Granik has said that one of the things that drew her to Ben Foster for the role of Will was his sympathetic portrayal of other military men on film (The Messenger, Lone Survivor, etc.).  For her part, Debra Granik built her documentary Stray Dog around biker and Vietnam veteran Ron Hall.  The director came to know Hall, who sometimes suffers from PTSD, in the making of Winter's Bone (Hall  memorable as the formidable Thump Milton).

Debra Granik's immersion tends to extend beyond characters to the environment of which they are often inextricably a part.  She used a largely Oregon-based crew to shoot forest scenes, people who understand the climate, beauty and even dangers of the place.  Leave No Trace begins with a few forest postcards courtesy of Granik and her team -  the whispering, waving vegetation, a spider's web heavy with dew and quivering in a light wind, etc.    

Winter's Bone was shot without any sets, Ozark residents allowing Debra Granik the use of their homes and possessions in the film.  It certainly added verisimilitude and would also seem to indicate the director's sympathy for her subjects and the trust that she inspires.  Leave No Trace benefits from vital location shooting in Oregon and Washington and the use of non-professional actors, which is to say real people.  As with Winter's Bone, there's a gathering where various people take turns at playing music, these people and their rituals so beyond the scope of our greater culture.


Scenes from Debra Granik's Winter's Bone (left) and Down
to the Bone. 
Leave No Trace is a film that could please very disparate constituencies.  However, given its limited distribution relative to more thundering summer fare, it's no doubt being seen mainly by the (at least nominally) liberal Americans who haunt art houses.  We're seeing people in this film who, for the most part, are very happy to live removed from big cities and the fleeting concerns of mainstream culture.  These are people who might well detach themselves from the political process....and yet, we're also seeing people who might well have voted for the sitting president of the United States.  Who knows?  But if that did come up, if  voting records could be scrutinized, how much less sympathetically might the  audience of  supposedly liberal viewers look upon these people?

 A wise and focused woman, Debra Granik doesn't waste her time on politics.  There is instead sympathy, compassion, insight.   Such increasingly-rare qualities, along with a reverence and wonder at the extraordinary natural world to which we're made privy in Leave No Trace.  Wherever they're set, Ms.

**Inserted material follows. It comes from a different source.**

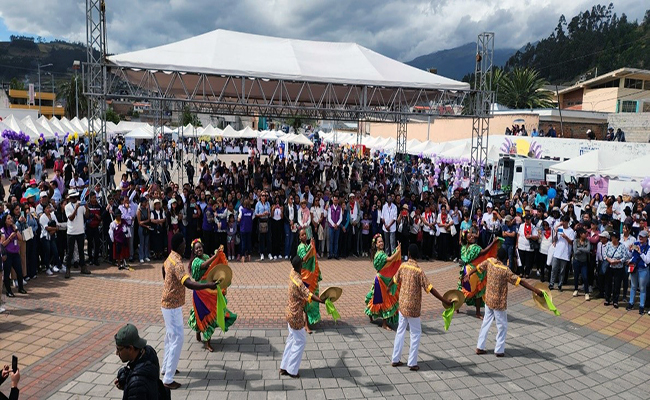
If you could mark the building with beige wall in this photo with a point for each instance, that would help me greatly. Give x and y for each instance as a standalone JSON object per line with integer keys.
{"x": 625, "y": 90}
{"x": 568, "y": 124}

Granik's films continue to mark out a desperately-needed demilitarized zone in our internecine culture wars.  She beautifully tells her stories of struggling Americans, aided in no small part by actors like Ben Foster and Thomasin McKenzie.  All you need to do is look in the eyes of these actors (as with the darkness in those of John Hawkes in Winter's Bone, the desperation in Vera Farmiga's in Down to the Bone), these people.  There's no denying the life, the struggle, our common humanity.  In doing so, hopefully we become more, or at least better human.